Archive for February 5th, 2008

Wanted: more smokers and obese people

Tuesday, February 5th, 2008

They cost us money. That has been the perception. A new Dutch study says that people who are less healthy live shorter lives and cost the health care system less.

The researchers found that from age 20 to 56, obese people racked up the most expensive health costs. But because smokers and obese people died sooner than the healthy group it cost less to treat them in the long run (that does not include all of the extra taxes smokers pay over a lifetime).

The Associated Press report story goes on to say “in a paper published online Monday in the Public Library of Science Medicine journal, Dutch researchers found that the health costs of thin and healthy people in adulthood are more expensive than those of either fat people or smokers.

Van Baal and colleagues created a model to simulate lifetime health costs for three groups of 1,000 people: the “healthy-living” group (thin and non-smoking), obese people, and smokers. The model relied on ‘cost of illness’ data and disease prevalence in the
Netherlands in 2003”.

What if this study is really true? What if the moral high-ground of “healthy people” is no more? At that point opposition to those that choose unhealthy lifestyles has to be seen as aesthetic or empathetic or just one-upmanship, or marginalization under the guise of concern for behavior modification. Many people try, for any reason at all, to simply point fingers.

Most non-smokers are not really bothered by actual second-hand smoke; they just don’t like the idea of someone else doing it.
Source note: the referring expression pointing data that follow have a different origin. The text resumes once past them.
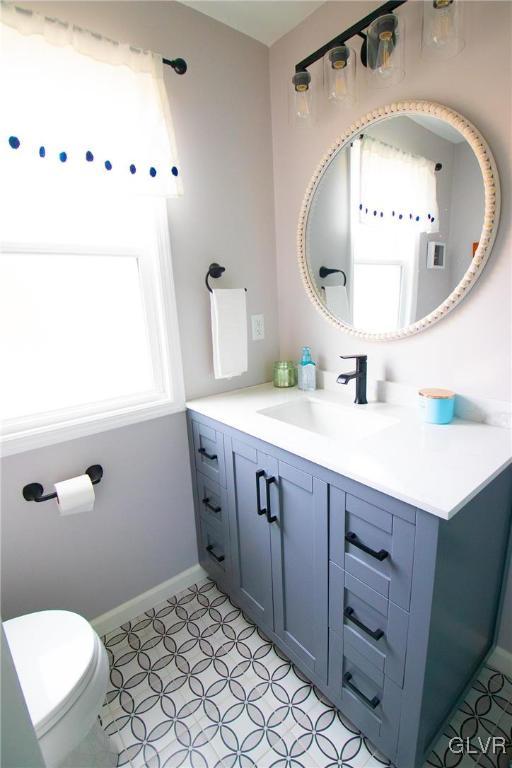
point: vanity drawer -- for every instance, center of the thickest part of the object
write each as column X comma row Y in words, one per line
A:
column 375, row 627
column 209, row 452
column 373, row 545
column 213, row 548
column 364, row 694
column 211, row 499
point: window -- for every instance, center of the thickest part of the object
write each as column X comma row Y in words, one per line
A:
column 88, row 323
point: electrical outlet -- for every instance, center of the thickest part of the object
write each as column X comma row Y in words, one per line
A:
column 258, row 327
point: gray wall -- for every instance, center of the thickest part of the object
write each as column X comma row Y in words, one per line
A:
column 467, row 207
column 141, row 530
column 328, row 231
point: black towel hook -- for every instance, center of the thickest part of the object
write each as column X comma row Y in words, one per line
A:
column 325, row 271
column 34, row 491
column 214, row 270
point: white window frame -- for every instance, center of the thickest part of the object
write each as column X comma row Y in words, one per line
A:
column 159, row 301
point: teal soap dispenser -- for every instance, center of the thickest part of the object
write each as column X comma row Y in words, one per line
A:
column 306, row 371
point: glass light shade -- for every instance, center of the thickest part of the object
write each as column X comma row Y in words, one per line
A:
column 339, row 74
column 385, row 45
column 301, row 99
column 442, row 35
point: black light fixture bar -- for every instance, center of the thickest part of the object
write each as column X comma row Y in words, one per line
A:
column 355, row 29
column 179, row 65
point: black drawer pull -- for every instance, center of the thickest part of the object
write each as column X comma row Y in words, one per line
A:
column 352, row 539
column 204, row 452
column 260, row 473
column 268, row 482
column 206, row 502
column 373, row 703
column 219, row 558
column 375, row 633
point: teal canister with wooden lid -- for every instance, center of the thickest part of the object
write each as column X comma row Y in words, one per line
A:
column 437, row 405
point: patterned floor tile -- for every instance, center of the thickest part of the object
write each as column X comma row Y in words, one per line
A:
column 195, row 684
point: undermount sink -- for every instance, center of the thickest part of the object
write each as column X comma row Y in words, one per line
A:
column 338, row 422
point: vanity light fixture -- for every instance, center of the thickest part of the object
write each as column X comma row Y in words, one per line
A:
column 385, row 57
column 442, row 28
column 339, row 74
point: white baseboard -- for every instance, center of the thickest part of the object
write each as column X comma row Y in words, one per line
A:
column 501, row 659
column 137, row 605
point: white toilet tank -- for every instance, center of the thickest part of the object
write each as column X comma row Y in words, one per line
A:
column 63, row 671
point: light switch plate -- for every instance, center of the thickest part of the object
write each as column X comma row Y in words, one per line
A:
column 258, row 327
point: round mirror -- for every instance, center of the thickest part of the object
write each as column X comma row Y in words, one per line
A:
column 398, row 220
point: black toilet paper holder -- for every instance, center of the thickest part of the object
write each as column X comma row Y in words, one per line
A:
column 34, row 491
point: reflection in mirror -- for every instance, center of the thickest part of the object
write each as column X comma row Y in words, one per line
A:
column 394, row 222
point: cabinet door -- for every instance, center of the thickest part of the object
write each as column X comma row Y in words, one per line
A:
column 300, row 565
column 249, row 532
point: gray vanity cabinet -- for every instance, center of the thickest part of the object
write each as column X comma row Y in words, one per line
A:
column 278, row 528
column 388, row 609
column 251, row 558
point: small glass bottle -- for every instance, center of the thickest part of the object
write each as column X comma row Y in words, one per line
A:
column 284, row 373
column 307, row 371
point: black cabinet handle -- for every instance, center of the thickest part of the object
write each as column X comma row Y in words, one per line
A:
column 206, row 502
column 209, row 549
column 204, row 452
column 373, row 703
column 349, row 614
column 268, row 482
column 259, row 474
column 352, row 539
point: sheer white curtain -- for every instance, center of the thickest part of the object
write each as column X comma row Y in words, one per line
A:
column 78, row 108
column 396, row 187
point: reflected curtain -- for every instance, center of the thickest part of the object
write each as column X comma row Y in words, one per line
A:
column 396, row 187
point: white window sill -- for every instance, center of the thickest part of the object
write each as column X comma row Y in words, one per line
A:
column 71, row 429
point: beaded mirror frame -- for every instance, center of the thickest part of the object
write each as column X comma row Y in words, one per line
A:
column 489, row 227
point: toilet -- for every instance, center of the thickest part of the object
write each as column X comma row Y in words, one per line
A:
column 63, row 671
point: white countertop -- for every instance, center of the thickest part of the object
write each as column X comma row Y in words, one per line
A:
column 437, row 468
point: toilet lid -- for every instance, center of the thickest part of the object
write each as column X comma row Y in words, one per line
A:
column 55, row 653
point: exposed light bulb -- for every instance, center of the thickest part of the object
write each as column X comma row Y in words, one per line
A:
column 339, row 73
column 302, row 107
column 384, row 52
column 443, row 27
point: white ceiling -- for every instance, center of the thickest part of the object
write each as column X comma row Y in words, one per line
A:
column 264, row 20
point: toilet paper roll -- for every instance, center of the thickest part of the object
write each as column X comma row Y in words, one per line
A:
column 75, row 495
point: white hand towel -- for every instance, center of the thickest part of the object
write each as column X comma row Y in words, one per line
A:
column 229, row 332
column 336, row 299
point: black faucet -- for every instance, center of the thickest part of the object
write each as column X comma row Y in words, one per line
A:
column 359, row 375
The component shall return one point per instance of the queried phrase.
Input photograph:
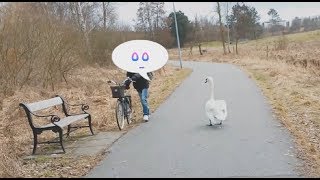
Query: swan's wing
(210, 110)
(221, 108)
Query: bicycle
(123, 105)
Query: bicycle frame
(125, 102)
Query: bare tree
(221, 28)
(150, 18)
(109, 14)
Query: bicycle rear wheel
(120, 114)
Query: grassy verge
(86, 85)
(292, 90)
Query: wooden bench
(56, 123)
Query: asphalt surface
(177, 142)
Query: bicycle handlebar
(120, 84)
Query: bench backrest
(36, 106)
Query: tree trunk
(237, 46)
(104, 15)
(200, 49)
(221, 29)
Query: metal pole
(175, 19)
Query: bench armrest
(53, 119)
(84, 107)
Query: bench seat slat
(67, 120)
(44, 104)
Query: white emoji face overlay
(140, 56)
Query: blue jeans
(144, 101)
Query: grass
(96, 93)
(292, 91)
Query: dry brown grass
(290, 80)
(87, 85)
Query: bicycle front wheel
(128, 109)
(120, 115)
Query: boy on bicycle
(142, 86)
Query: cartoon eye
(134, 57)
(145, 56)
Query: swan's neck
(212, 91)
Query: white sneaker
(146, 118)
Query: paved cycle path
(177, 142)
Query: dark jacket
(140, 83)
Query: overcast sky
(287, 10)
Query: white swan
(215, 109)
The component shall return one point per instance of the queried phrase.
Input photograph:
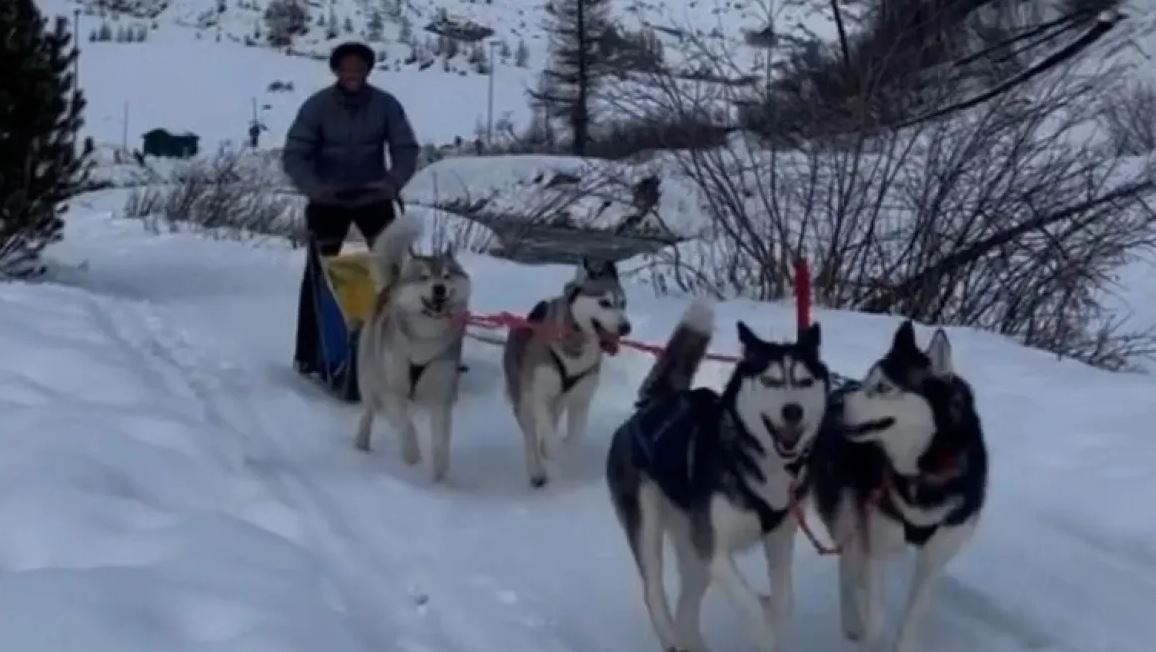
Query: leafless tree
(998, 214)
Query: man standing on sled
(334, 154)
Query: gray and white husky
(409, 349)
(555, 365)
(908, 467)
(718, 473)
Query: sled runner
(342, 293)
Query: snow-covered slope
(169, 483)
(200, 67)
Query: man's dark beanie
(352, 49)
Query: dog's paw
(410, 453)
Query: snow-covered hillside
(201, 68)
(169, 483)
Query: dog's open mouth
(860, 431)
(785, 439)
(607, 340)
(435, 306)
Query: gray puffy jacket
(338, 141)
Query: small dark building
(161, 142)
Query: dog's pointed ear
(812, 338)
(747, 338)
(939, 352)
(904, 338)
(582, 272)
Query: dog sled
(338, 296)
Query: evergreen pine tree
(578, 64)
(41, 113)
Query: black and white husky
(909, 467)
(555, 367)
(718, 473)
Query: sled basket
(343, 293)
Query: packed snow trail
(184, 342)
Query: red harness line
(505, 319)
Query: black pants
(328, 226)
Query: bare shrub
(997, 216)
(229, 194)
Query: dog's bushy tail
(392, 246)
(675, 368)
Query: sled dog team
(895, 460)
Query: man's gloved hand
(384, 187)
(352, 194)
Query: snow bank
(562, 191)
(170, 484)
(131, 519)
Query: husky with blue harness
(718, 473)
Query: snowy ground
(143, 86)
(170, 484)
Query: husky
(556, 364)
(908, 467)
(409, 349)
(719, 473)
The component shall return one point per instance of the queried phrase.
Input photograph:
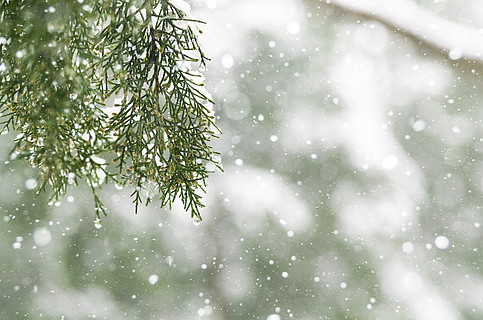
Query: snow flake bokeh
(352, 147)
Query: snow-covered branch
(458, 40)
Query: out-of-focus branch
(458, 40)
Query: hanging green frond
(85, 81)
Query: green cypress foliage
(108, 91)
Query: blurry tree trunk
(458, 40)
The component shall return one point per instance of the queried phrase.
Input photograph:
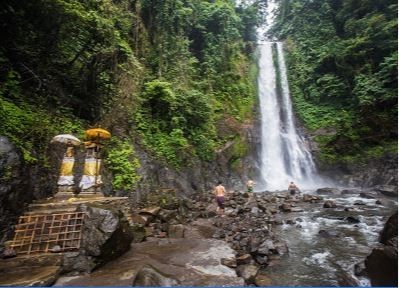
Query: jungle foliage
(342, 59)
(164, 75)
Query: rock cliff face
(20, 183)
(382, 171)
(382, 263)
(202, 176)
(13, 185)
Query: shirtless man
(250, 186)
(220, 193)
(292, 188)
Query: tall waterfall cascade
(285, 156)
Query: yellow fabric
(67, 167)
(90, 167)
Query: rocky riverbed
(318, 238)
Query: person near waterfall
(220, 193)
(250, 186)
(292, 188)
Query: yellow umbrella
(97, 133)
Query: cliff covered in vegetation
(342, 58)
(172, 78)
(175, 82)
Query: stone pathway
(165, 262)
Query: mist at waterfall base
(285, 156)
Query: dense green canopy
(342, 57)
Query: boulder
(347, 280)
(150, 210)
(267, 247)
(176, 231)
(285, 207)
(328, 191)
(360, 269)
(229, 262)
(382, 266)
(387, 190)
(244, 259)
(262, 280)
(390, 229)
(329, 204)
(328, 234)
(149, 276)
(248, 272)
(350, 191)
(106, 235)
(382, 263)
(352, 219)
(367, 195)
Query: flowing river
(322, 259)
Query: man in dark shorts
(220, 193)
(292, 188)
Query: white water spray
(284, 153)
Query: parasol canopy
(97, 133)
(66, 138)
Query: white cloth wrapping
(89, 181)
(65, 181)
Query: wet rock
(281, 248)
(285, 207)
(149, 276)
(390, 229)
(347, 280)
(329, 204)
(328, 234)
(254, 244)
(311, 198)
(367, 195)
(248, 272)
(77, 262)
(267, 247)
(352, 219)
(139, 233)
(244, 259)
(359, 203)
(139, 219)
(229, 262)
(167, 215)
(382, 266)
(262, 280)
(30, 270)
(176, 231)
(296, 209)
(350, 191)
(360, 269)
(150, 211)
(328, 191)
(106, 235)
(261, 259)
(255, 210)
(388, 190)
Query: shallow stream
(316, 260)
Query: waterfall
(284, 154)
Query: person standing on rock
(292, 188)
(250, 186)
(220, 193)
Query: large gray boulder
(106, 235)
(382, 263)
(13, 187)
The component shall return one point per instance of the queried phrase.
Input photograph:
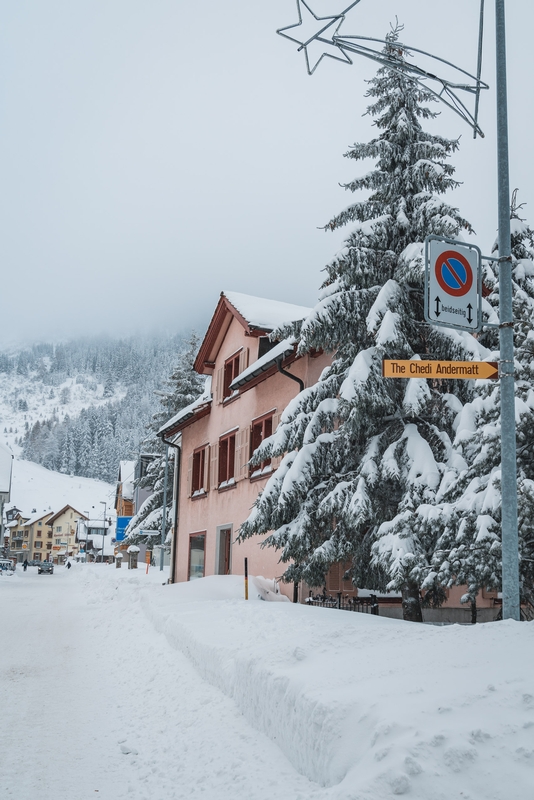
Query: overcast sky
(156, 152)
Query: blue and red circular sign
(454, 273)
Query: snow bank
(369, 707)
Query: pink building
(250, 382)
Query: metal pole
(104, 528)
(164, 515)
(510, 554)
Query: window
(261, 429)
(226, 476)
(198, 472)
(224, 376)
(264, 345)
(231, 371)
(224, 545)
(197, 547)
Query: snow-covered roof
(281, 350)
(126, 478)
(265, 314)
(36, 517)
(94, 523)
(189, 411)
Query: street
(95, 703)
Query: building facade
(245, 395)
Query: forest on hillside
(100, 399)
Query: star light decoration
(340, 46)
(318, 36)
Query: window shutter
(238, 455)
(243, 359)
(214, 466)
(276, 460)
(189, 474)
(241, 470)
(219, 385)
(206, 476)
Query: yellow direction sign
(465, 370)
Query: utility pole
(103, 502)
(510, 544)
(164, 515)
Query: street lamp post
(104, 503)
(510, 547)
(164, 515)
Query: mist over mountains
(82, 406)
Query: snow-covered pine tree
(469, 549)
(182, 388)
(363, 452)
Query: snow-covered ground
(118, 686)
(33, 486)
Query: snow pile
(370, 707)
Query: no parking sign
(453, 284)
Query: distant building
(63, 527)
(95, 539)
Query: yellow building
(19, 537)
(39, 537)
(62, 527)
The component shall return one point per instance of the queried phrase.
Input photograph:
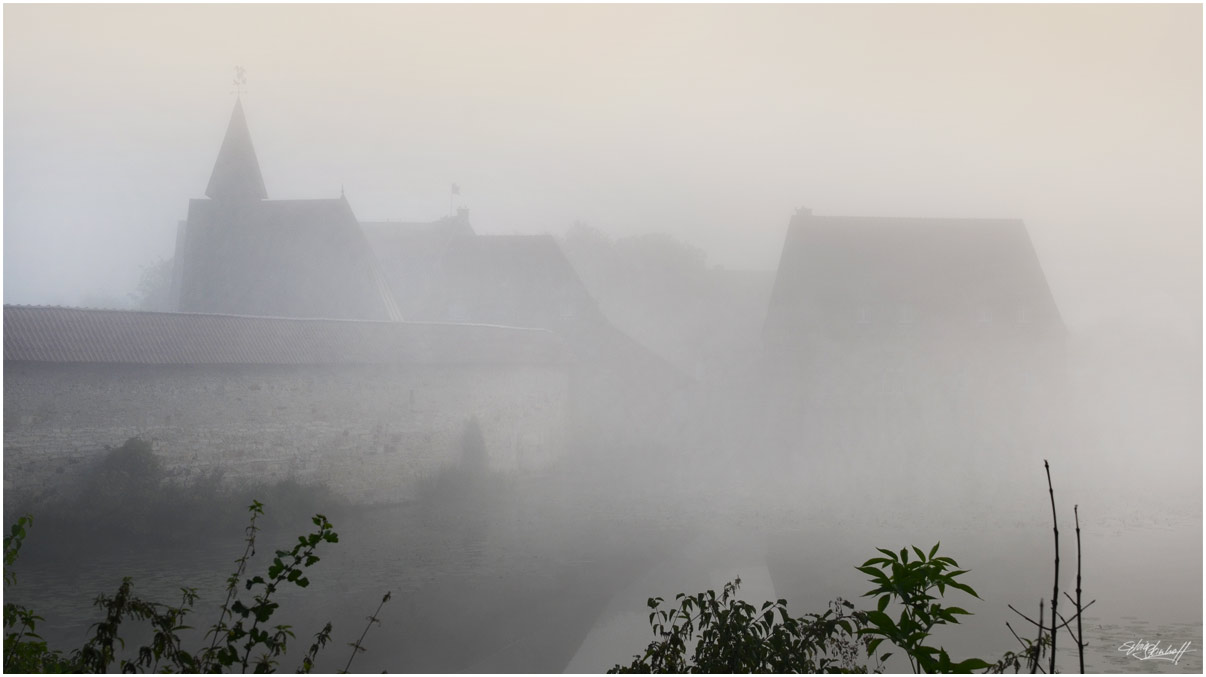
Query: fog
(724, 392)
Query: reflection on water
(545, 579)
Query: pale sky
(712, 123)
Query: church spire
(236, 173)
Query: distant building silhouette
(846, 278)
(911, 342)
(241, 254)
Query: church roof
(285, 258)
(86, 336)
(852, 275)
(236, 175)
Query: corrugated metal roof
(76, 334)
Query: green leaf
(970, 664)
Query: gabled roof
(236, 175)
(282, 258)
(86, 336)
(849, 275)
(519, 280)
(410, 255)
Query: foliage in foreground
(710, 634)
(241, 638)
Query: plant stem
(356, 647)
(1079, 630)
(1055, 584)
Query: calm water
(556, 578)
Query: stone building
(909, 342)
(366, 407)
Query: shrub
(240, 638)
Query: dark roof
(74, 334)
(847, 275)
(236, 175)
(281, 258)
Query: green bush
(240, 638)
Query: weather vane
(240, 80)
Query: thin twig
(1034, 665)
(1030, 620)
(1065, 624)
(1020, 641)
(356, 646)
(1055, 584)
(1079, 630)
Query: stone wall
(367, 431)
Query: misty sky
(712, 123)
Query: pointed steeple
(236, 176)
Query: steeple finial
(240, 80)
(236, 171)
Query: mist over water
(565, 307)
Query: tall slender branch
(1055, 584)
(1079, 630)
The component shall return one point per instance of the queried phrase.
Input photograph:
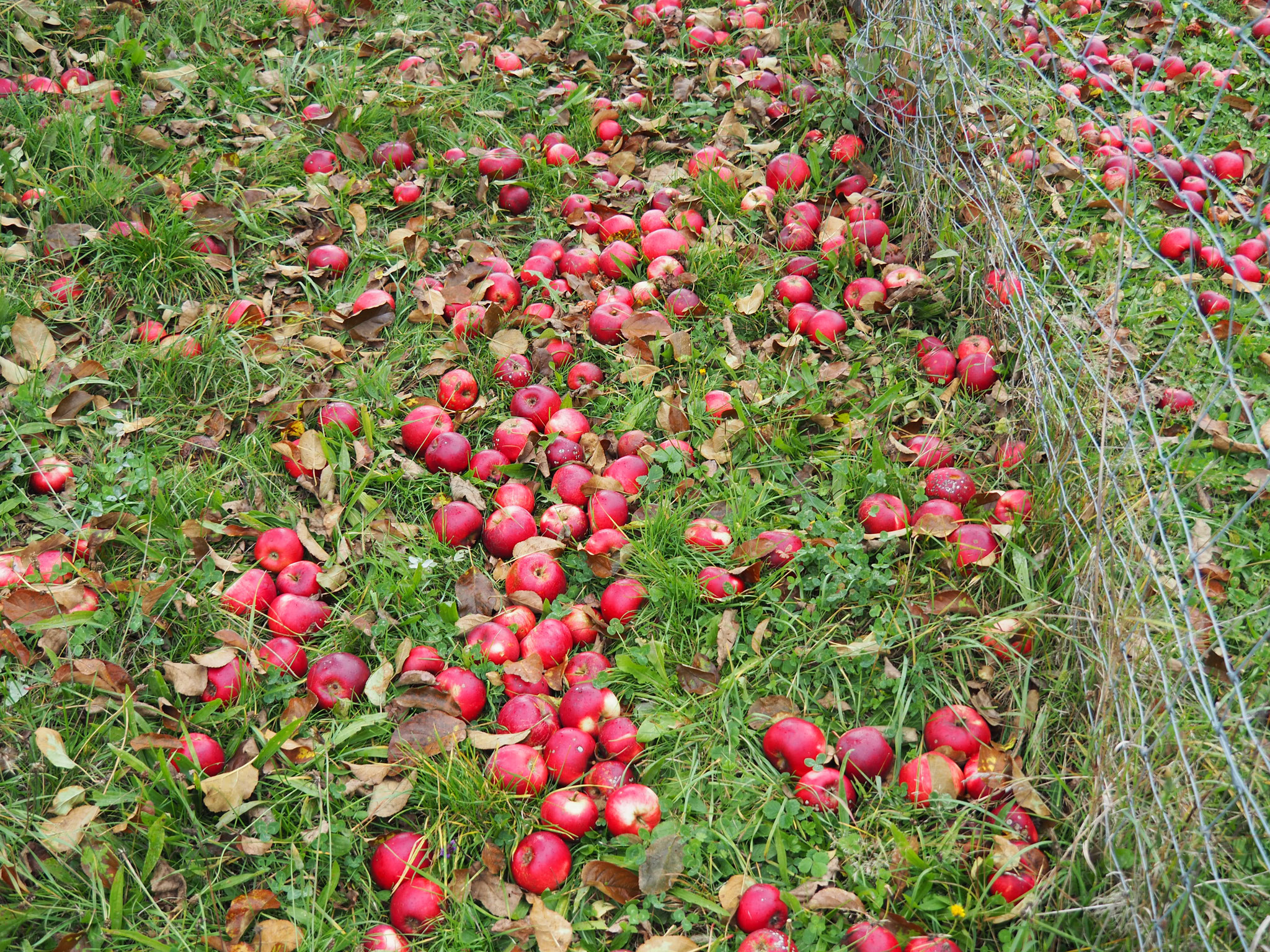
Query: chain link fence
(1163, 501)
For many others, unless it is a loved one, how others behave and what others do as a lifestyle choice is irrelevant.

There are still those who would like to hide behind the notion of altruistic societal betterment in the notion of condemning lifestyle choices. “It’s better for all of us” is the mantra.

Well, now that that notion is blown out the window with regard to obesity and smoking, the principal and logic of the argument should still remain and apply; that is, if you are determining as the main criterion for your evaluation cost benefits, then let’s look at it the other way.

What that means, by your very own argumentation logic, and the prioritizations of your criteria, is that more people should be fat and smoke as it is more health cost effective.

I am still jogging, but I won’t pull that Twinkie away from you.

But yes, now that you’ve asked, I do have a light.